When the above command has been completed, the shapefile *points_nonschwert.shp* with 5878 (the sum of all subclasses) non-Schwertmannite points should be created.

In [None]:
!ls points_nonschwert.*

#### Step 6: Schwertmannite points
Now, it's time to create the Schwertmannite (class id 742) file. This is done by issuing the following command:

In [None]:
!ogr2ogr -overwrite \
-sql "SELECT SAMscore,geometry FROM grid_classified WHERE clsUSGSv6=742 ORDER BY SAMscore DESC LIMIT 5878" \
-dialect "sqlite" points_schwert.shp grid_classified.shp

When the above command has been completed, the shapefile *points_schwert.shp* with all its 5878 Schwertmannite points should be created. This amount was choosen in order to keep a balanced data set between target and non-target classes.

In [None]:
!ls points_schwert.*

### 1.3 Visualization

Below, an image in which red stars mean points of **points_schwert.shp** while circles refer to points of **points_nonschwert.shp**, with different colors representing different USGS spectral library classes:
![Regio of Interest](samples.png)

## 2. Training the model
With the training points in hand, we must now input them into a training algorithm in order to build our model. We are going to acomplish this through [this piece of code](https://github.com/evandroct/dl-generalize). Please, get it by cloning it's repository:

In [None]:
!git clone https://github.com/evandroct/dl-generalize modelfactory

After performing [installation steps](https://github.com/evandroct/dl-generalize#installation), we have to move the training samples files we just created, overwriting the ones dowloaded along with the repository in order to update them into the training algorithm directory tree:

In [None]:
!cp points_* modelfactory/data/

Now, fetch a tar.gz file containing the original AVIRIS-NG scene that derived the RGB, classified and scored rasters:

In [None]:
!wget https://www.lapig.iesa.ufg.br/drive/index.php/s/IWebcJhmreFeZYP/download -O modelfactory/data/example_scene.tar.gz

Extract it's content and place them into default path:

In [None]:
!tar -xvzf  modelfactory/data/example_scene.tar.gz -C modelfactory/data/

If everything went well, we are good to go.
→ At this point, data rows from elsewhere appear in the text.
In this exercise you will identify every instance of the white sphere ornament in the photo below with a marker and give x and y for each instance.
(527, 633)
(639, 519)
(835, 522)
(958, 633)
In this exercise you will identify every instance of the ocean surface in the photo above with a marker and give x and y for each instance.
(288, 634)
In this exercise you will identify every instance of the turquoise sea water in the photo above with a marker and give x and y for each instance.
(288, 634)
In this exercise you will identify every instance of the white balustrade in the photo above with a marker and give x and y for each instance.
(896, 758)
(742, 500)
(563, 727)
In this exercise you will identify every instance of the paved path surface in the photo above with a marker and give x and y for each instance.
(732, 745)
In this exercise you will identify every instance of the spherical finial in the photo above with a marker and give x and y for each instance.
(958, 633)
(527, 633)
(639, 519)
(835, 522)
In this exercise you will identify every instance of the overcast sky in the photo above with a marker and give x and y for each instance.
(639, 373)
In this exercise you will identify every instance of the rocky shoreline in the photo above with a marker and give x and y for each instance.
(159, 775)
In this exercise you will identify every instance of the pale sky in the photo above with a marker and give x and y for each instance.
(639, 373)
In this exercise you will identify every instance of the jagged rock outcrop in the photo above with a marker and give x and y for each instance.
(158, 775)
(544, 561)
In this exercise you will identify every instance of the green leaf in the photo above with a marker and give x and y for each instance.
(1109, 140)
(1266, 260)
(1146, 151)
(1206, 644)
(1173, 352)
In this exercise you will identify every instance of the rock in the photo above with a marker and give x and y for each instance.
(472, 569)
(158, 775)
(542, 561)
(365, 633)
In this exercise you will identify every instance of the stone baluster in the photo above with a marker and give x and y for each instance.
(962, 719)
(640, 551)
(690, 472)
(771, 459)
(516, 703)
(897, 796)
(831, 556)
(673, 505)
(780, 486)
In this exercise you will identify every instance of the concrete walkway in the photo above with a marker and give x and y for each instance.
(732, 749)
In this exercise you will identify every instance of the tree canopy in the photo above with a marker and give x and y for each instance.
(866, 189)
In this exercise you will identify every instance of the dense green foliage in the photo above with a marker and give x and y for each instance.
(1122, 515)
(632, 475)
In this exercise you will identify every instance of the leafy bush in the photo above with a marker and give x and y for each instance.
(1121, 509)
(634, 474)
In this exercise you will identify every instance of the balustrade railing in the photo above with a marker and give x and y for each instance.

Cast the following command in order to start the training process (this could take a while):

In [None]:
!python3 modelfactory/run.py train modelfactory/data/

Once all the 200 epochs is done, we can run another command to see which models lead us to the best accuracy (or loss):

In [None]:
!python3 modelfactory/run.py evaluate modelfactory/data/

Now we are able to pick one of the three created models:
- modelfactory/data/model_last.h5 - the model with the last epoch parameters (after 200 epochs)
- modelfactory/data/model_acc.h5 - the model with parameters correponding to the best accuracy epoch
- modelfactory/data/model_loss.h5 - the model with parameters correponding to the best loss epoch

We can then copy one of the models to desired path and use it as value to the *model_file_name* argument of the [callback function responsible for performing the RNN Pycoal's classification](https://github.com/capstone-coal/pycoal/pull/159/files/026a92dd1e62d8b95e4186c4053eb65a2a4f67be#diff-cec2695d4fcca9629ece7cb3be83e5bfR156).